UBC professor Paul Kershaw says that the unaffordability is clear. His recent study suggests it now takes an average 25- to 34-year-old Canadian making median full-time earnings 10 years to save an average down payment. In the 1970s, it was about five years.

In Vancouver, Kershaw estimates it takes more like 20 years. “Even the most elite, earning six-figure salaries, will be struggling to get a space in metro Vancouver,” he says.

An online petition demanding foreign investors be restricted from buying housing in Vancouver recently passed 20,000 signatures, forcing politicians to respond.

Canadian housing market

The petition points out that other places with soaring home prices have put restrictions on foreigners to keep them out of the resale market.

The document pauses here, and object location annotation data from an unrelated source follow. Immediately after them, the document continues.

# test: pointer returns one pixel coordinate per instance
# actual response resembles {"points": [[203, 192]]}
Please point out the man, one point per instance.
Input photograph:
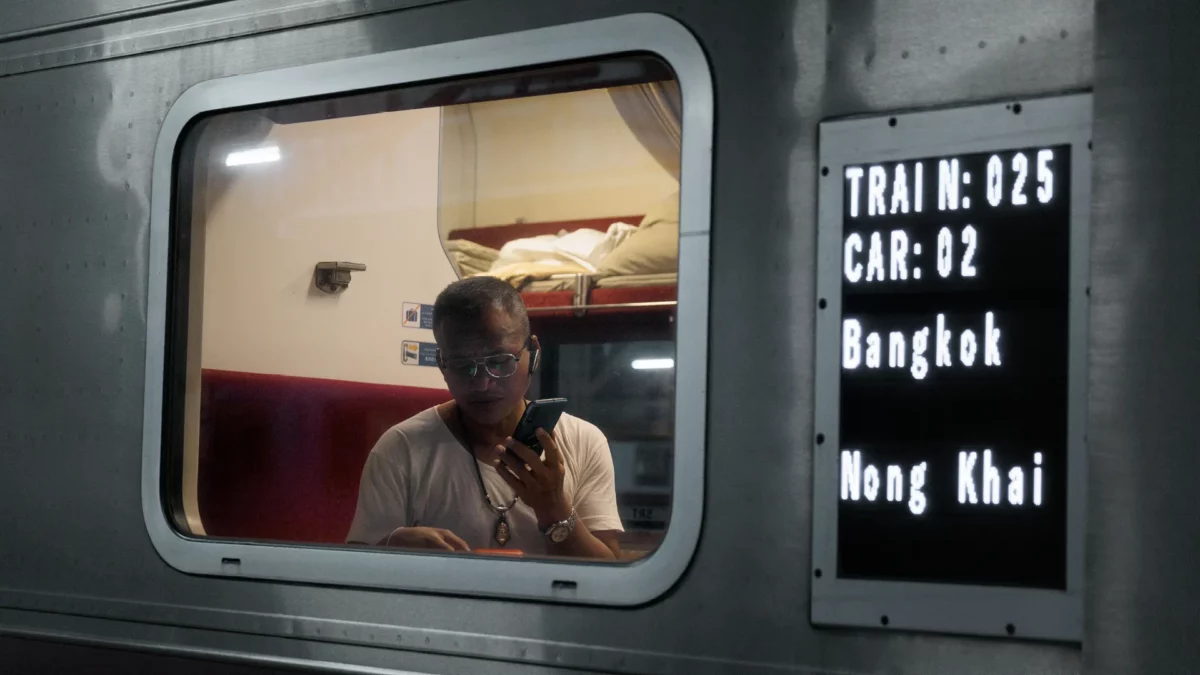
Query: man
{"points": [[444, 479]]}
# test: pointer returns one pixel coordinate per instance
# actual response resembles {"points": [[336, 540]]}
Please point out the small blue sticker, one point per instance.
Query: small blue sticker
{"points": [[418, 315], [420, 353]]}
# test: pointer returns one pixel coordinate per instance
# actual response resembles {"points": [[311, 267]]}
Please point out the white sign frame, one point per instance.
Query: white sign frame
{"points": [[948, 608]]}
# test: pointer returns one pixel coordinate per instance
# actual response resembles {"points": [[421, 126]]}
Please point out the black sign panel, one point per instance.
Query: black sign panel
{"points": [[954, 341]]}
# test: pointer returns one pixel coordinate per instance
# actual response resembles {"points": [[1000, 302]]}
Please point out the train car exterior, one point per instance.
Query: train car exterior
{"points": [[95, 103]]}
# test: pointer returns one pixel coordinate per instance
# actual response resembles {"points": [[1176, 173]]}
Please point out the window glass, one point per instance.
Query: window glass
{"points": [[369, 290]]}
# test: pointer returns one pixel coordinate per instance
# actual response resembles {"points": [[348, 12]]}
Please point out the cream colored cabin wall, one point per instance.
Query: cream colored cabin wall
{"points": [[361, 189], [564, 156]]}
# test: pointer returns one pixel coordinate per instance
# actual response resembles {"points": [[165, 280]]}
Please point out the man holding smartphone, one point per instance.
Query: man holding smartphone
{"points": [[453, 478]]}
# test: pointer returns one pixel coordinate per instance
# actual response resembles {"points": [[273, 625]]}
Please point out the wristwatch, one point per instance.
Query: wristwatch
{"points": [[559, 531]]}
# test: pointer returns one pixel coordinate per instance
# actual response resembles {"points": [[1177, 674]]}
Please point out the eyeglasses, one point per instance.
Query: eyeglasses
{"points": [[497, 366]]}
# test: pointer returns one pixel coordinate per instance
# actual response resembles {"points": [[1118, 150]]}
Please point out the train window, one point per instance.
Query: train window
{"points": [[375, 291]]}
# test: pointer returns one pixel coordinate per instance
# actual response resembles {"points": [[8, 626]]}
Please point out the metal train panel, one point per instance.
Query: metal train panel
{"points": [[78, 123]]}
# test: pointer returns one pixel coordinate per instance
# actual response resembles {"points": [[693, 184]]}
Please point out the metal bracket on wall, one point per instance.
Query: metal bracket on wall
{"points": [[333, 278]]}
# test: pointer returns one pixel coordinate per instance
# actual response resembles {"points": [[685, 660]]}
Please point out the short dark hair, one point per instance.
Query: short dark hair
{"points": [[467, 300]]}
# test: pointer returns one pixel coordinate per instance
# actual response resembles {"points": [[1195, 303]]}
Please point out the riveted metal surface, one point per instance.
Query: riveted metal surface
{"points": [[75, 151], [1144, 536], [171, 25], [28, 17]]}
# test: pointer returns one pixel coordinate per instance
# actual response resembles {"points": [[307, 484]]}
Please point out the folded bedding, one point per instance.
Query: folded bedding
{"points": [[637, 280]]}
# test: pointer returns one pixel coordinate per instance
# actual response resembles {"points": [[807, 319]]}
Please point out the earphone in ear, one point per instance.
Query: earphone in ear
{"points": [[534, 359]]}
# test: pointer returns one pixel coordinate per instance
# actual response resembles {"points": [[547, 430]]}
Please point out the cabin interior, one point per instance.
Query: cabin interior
{"points": [[571, 197]]}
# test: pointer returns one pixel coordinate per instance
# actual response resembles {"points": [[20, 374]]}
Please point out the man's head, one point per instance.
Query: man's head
{"points": [[479, 322]]}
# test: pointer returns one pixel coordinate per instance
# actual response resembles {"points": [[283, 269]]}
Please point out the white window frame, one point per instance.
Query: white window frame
{"points": [[587, 583]]}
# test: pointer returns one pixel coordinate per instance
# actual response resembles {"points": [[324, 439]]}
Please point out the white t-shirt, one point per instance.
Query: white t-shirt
{"points": [[419, 475]]}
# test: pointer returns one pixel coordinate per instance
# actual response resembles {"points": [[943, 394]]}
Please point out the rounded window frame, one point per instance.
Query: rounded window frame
{"points": [[529, 579]]}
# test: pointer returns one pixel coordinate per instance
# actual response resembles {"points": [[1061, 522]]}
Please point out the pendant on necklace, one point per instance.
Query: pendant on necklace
{"points": [[502, 531]]}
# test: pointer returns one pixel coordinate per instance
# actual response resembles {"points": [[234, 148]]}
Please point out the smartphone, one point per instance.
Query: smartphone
{"points": [[543, 413]]}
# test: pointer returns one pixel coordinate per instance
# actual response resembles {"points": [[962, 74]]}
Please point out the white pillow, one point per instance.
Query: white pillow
{"points": [[653, 249]]}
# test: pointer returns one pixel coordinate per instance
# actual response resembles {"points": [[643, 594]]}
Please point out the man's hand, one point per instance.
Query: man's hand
{"points": [[425, 538], [538, 482]]}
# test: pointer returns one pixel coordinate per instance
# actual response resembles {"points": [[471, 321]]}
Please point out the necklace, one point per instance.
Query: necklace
{"points": [[502, 533]]}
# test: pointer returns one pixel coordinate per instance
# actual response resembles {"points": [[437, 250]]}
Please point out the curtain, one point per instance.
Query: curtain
{"points": [[654, 113]]}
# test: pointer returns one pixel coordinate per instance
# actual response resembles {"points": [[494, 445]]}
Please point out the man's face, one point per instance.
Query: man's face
{"points": [[483, 398]]}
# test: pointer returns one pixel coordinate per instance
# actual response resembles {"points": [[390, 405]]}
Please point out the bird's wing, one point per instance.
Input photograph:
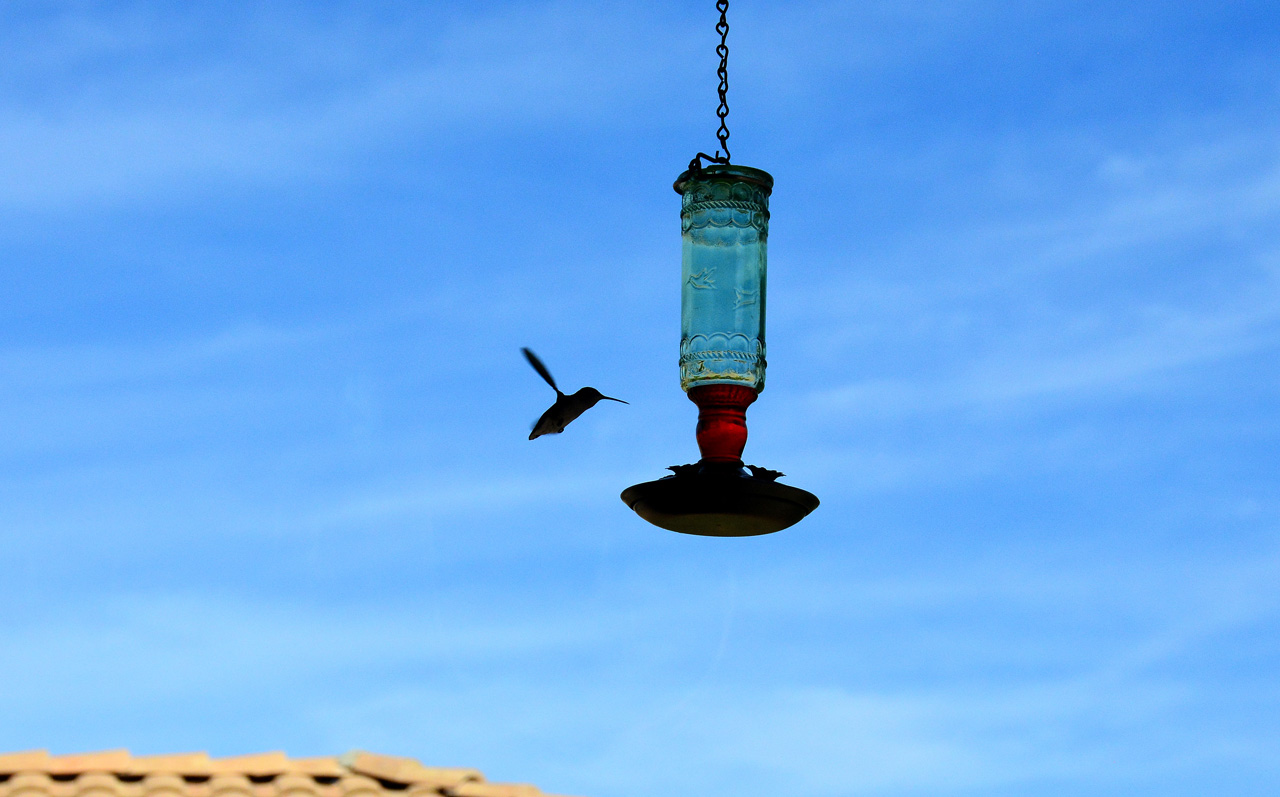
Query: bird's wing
{"points": [[542, 370]]}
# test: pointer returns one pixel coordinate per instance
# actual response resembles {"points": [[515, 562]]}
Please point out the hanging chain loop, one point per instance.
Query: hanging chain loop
{"points": [[722, 111]]}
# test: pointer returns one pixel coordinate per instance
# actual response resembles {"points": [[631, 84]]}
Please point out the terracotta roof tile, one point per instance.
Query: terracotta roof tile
{"points": [[406, 770], [115, 773], [104, 761]]}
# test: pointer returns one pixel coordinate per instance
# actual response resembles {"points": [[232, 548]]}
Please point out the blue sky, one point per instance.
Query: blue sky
{"points": [[264, 471]]}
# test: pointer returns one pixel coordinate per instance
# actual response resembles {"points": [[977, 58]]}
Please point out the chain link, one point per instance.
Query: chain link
{"points": [[722, 111], [722, 50]]}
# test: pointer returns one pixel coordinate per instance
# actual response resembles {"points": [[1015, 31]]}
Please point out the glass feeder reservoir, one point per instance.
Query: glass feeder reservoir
{"points": [[725, 228]]}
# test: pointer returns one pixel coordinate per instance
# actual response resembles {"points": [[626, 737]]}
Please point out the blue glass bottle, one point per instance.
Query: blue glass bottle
{"points": [[725, 227]]}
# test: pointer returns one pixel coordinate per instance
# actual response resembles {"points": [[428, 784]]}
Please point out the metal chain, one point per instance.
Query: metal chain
{"points": [[722, 111], [722, 50]]}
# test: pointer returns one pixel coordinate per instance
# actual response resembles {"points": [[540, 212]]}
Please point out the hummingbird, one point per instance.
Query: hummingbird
{"points": [[566, 407]]}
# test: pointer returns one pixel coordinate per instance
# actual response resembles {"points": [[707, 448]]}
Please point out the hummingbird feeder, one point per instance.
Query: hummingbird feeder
{"points": [[725, 227]]}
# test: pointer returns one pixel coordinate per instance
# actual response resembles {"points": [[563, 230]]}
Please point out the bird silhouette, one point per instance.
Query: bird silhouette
{"points": [[566, 407]]}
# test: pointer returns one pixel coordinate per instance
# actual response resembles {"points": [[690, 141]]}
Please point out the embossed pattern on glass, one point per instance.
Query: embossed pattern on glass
{"points": [[725, 228]]}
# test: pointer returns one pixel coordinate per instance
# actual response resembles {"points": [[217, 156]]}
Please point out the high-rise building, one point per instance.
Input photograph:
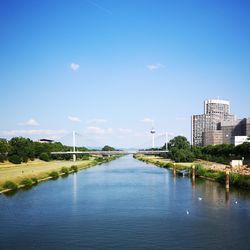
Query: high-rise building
{"points": [[218, 126], [215, 111]]}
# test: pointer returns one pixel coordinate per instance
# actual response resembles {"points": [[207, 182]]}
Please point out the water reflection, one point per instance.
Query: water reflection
{"points": [[126, 204]]}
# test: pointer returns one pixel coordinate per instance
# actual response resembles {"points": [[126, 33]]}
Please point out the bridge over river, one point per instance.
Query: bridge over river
{"points": [[125, 204]]}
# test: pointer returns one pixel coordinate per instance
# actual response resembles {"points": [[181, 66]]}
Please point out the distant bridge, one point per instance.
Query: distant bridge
{"points": [[116, 152], [74, 152]]}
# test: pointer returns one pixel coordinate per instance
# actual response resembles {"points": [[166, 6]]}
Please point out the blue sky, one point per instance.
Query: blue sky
{"points": [[107, 68]]}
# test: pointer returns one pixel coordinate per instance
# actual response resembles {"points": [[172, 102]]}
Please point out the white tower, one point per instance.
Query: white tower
{"points": [[74, 146], [153, 137]]}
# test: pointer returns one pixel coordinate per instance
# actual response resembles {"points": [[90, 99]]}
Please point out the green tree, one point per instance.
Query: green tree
{"points": [[22, 148], [108, 148], [44, 156], [4, 148]]}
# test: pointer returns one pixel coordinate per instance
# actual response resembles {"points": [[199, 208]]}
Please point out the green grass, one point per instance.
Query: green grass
{"points": [[28, 174], [239, 180]]}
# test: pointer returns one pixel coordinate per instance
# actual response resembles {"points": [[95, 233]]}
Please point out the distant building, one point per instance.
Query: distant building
{"points": [[45, 140], [218, 126], [240, 139], [215, 111], [212, 137]]}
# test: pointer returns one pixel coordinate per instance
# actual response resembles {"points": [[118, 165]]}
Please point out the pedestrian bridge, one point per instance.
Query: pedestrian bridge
{"points": [[116, 152]]}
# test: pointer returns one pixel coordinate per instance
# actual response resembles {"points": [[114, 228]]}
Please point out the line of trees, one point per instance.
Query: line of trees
{"points": [[19, 149], [180, 150]]}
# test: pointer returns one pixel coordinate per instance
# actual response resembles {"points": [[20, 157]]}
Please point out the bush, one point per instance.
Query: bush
{"points": [[199, 170], [64, 170], [85, 157], [54, 174], [10, 185], [16, 159], [35, 180], [74, 168], [44, 157], [2, 157], [27, 182]]}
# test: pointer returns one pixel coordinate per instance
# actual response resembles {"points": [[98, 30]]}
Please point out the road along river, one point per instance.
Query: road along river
{"points": [[125, 204]]}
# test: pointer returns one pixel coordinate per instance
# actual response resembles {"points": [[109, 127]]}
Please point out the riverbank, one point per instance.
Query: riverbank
{"points": [[206, 170], [16, 176]]}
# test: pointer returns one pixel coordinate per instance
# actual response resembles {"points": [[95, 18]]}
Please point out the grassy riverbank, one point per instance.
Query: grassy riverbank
{"points": [[205, 170], [14, 176]]}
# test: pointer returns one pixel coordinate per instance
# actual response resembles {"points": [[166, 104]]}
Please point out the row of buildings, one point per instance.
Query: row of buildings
{"points": [[218, 126]]}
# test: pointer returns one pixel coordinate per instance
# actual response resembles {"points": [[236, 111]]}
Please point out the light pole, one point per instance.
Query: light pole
{"points": [[153, 137]]}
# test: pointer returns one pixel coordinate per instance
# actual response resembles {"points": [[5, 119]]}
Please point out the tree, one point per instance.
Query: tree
{"points": [[180, 150], [44, 156], [108, 148], [21, 148], [4, 147]]}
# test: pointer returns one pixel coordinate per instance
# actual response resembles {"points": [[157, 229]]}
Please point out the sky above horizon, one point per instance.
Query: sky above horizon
{"points": [[110, 69]]}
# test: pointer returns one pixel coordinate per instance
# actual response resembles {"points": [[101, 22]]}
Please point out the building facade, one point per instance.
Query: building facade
{"points": [[218, 126], [215, 111]]}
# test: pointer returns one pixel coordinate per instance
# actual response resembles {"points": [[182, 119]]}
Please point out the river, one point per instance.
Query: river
{"points": [[125, 204]]}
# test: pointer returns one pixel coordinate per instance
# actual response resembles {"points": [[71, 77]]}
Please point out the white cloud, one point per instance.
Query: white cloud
{"points": [[96, 121], [30, 122], [32, 132], [74, 118], [181, 118], [155, 66], [148, 120], [99, 131], [74, 66], [124, 130]]}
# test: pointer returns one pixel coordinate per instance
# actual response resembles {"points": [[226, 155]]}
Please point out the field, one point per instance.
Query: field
{"points": [[36, 168]]}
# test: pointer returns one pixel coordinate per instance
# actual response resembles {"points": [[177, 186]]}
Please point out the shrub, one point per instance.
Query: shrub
{"points": [[199, 170], [10, 185], [35, 180], [74, 168], [16, 159], [54, 174], [44, 157], [64, 170], [85, 157], [221, 177], [27, 182]]}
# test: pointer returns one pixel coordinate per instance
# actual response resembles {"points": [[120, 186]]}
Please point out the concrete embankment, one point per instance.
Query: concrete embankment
{"points": [[221, 176], [28, 175]]}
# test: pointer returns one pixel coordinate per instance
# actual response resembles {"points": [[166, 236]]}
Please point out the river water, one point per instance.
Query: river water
{"points": [[125, 204]]}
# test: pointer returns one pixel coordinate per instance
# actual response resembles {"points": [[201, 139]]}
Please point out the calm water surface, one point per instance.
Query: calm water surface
{"points": [[125, 204]]}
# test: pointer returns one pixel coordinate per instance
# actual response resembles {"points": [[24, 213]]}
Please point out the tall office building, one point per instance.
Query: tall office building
{"points": [[215, 111]]}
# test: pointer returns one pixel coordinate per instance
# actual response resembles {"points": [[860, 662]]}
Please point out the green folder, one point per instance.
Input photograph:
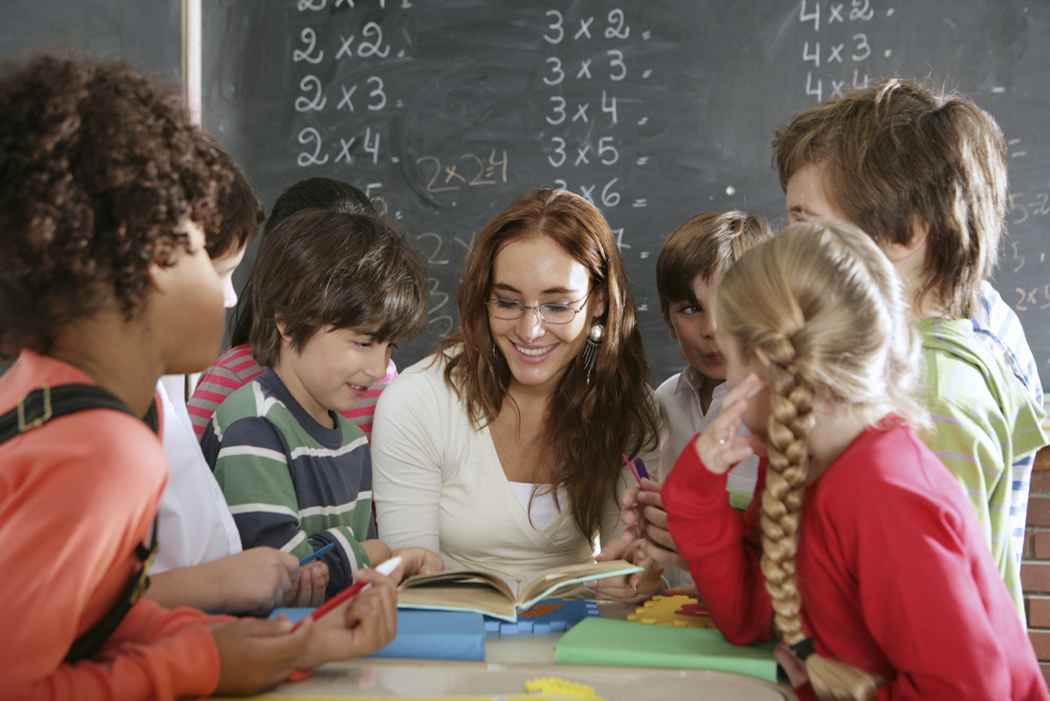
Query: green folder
{"points": [[613, 642]]}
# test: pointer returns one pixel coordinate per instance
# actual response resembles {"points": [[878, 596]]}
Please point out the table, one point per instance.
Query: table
{"points": [[511, 661]]}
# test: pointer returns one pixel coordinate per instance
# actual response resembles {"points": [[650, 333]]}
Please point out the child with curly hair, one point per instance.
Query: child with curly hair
{"points": [[105, 193]]}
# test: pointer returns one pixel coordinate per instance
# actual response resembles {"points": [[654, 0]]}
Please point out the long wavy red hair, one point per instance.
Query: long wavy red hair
{"points": [[590, 427]]}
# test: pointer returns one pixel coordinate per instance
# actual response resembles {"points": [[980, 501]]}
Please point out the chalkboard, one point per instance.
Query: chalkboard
{"points": [[147, 34], [654, 109]]}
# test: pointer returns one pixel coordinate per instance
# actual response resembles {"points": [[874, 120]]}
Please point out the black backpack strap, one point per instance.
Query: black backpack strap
{"points": [[45, 403], [36, 409]]}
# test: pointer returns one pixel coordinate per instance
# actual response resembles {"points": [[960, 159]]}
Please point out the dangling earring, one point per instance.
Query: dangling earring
{"points": [[590, 348]]}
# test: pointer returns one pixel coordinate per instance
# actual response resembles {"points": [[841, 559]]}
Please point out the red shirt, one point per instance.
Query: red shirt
{"points": [[77, 495], [894, 572]]}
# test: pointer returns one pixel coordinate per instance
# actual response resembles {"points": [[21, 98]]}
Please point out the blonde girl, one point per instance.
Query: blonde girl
{"points": [[862, 552]]}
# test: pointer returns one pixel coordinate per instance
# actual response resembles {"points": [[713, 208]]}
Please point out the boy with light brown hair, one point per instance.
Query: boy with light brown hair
{"points": [[924, 175]]}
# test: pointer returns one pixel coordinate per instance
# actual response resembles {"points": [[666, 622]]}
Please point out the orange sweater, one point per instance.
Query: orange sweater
{"points": [[76, 496]]}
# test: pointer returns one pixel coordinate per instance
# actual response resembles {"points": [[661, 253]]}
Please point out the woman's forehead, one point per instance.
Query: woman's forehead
{"points": [[537, 264]]}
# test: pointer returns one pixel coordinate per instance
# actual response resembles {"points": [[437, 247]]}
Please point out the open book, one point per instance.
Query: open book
{"points": [[496, 595]]}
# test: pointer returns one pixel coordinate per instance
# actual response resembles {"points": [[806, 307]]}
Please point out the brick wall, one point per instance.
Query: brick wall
{"points": [[1035, 568]]}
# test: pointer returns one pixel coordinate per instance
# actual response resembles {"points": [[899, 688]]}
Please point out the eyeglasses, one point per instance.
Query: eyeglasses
{"points": [[511, 310]]}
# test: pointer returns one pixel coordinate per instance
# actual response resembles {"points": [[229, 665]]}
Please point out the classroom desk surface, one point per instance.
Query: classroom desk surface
{"points": [[510, 662]]}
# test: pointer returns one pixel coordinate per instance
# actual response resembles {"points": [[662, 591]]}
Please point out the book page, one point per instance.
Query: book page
{"points": [[506, 589], [460, 596], [561, 577]]}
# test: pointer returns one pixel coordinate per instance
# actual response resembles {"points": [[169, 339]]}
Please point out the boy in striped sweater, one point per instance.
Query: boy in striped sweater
{"points": [[237, 366], [333, 292]]}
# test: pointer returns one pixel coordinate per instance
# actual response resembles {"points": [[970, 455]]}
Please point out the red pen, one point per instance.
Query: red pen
{"points": [[384, 568]]}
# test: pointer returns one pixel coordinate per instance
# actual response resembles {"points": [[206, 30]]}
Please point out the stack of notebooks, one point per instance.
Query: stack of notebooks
{"points": [[433, 635], [443, 616]]}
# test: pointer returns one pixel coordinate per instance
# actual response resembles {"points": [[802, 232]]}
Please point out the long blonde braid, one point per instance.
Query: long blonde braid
{"points": [[822, 304]]}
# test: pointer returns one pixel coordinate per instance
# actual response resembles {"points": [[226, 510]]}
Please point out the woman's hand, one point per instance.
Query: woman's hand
{"points": [[630, 588], [417, 560], [646, 519]]}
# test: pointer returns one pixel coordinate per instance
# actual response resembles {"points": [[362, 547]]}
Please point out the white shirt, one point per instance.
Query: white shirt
{"points": [[679, 401], [195, 525], [438, 484]]}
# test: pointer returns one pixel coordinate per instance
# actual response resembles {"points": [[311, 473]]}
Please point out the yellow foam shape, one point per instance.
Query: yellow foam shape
{"points": [[663, 611], [563, 688], [516, 697]]}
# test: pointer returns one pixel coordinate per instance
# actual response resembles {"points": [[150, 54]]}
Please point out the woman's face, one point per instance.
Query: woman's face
{"points": [[536, 271]]}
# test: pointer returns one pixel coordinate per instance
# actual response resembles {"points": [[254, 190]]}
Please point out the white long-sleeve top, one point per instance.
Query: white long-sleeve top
{"points": [[438, 484], [195, 525]]}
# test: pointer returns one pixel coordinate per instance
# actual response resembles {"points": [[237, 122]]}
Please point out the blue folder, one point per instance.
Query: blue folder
{"points": [[421, 634]]}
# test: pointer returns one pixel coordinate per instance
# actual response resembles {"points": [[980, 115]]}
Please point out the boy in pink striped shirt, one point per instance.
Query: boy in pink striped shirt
{"points": [[236, 367]]}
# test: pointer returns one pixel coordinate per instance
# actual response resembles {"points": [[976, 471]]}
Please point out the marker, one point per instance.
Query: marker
{"points": [[384, 568], [317, 553], [637, 467]]}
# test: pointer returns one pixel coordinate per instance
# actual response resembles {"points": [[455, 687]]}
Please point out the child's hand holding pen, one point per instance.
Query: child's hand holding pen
{"points": [[646, 519]]}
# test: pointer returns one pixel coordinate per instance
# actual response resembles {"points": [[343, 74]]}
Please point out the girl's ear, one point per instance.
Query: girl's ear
{"points": [[762, 358], [282, 330], [599, 303]]}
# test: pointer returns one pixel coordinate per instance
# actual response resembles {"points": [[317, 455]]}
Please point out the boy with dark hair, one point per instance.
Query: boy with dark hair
{"points": [[690, 267], [236, 366], [105, 193], [200, 561], [332, 295], [691, 263], [924, 174]]}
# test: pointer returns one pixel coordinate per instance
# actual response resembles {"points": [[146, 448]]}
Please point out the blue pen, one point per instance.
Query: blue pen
{"points": [[317, 553]]}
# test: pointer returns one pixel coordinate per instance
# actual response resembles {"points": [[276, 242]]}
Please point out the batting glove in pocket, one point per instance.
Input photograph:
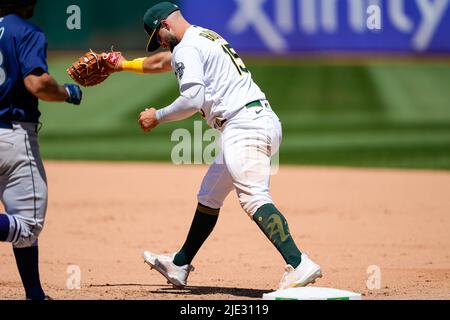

Australia, for example, requires non-residents to get approval before buying a residence and usually only approves those buying in new developments.

“The Australian Government believes that foreign investment in the housing sector should increase the supply of homes, and should not be speculative in nature,” says a guide from its federal government.

On Thursday, both British Columbia’s premier and Prime Minister Stephen Harper rejected the idea of such restrictions.

Harper said limiting foreign investment in housing is not something he is “contemplating at the current time.”

B.C. Premier Christy Clark, meanwhile, acknowledged that restricting foreign investors would cause prices to drop, but she won't consider restrictions.

“In terms of a tax on foreign buyers, people who already own homes are often a little bit concerned about that idea because it would probably mean a big reduction in the equity they own in the home,” Clark said earlier this week.

“By trying to move foreign buyers out of the market, housing prices overall will drop -- that’s good for first-time homebuyers, but not for anybody who’s depending on the equity in their home to maybe get a loan, or use that to finance some other project.”

That may be bad news for Vancouverites like Mike Manson and his family. Their rental home was recently sold to developers and they say they will never be able to buy in Vancouver.

“We are being forced out of this city,” he says.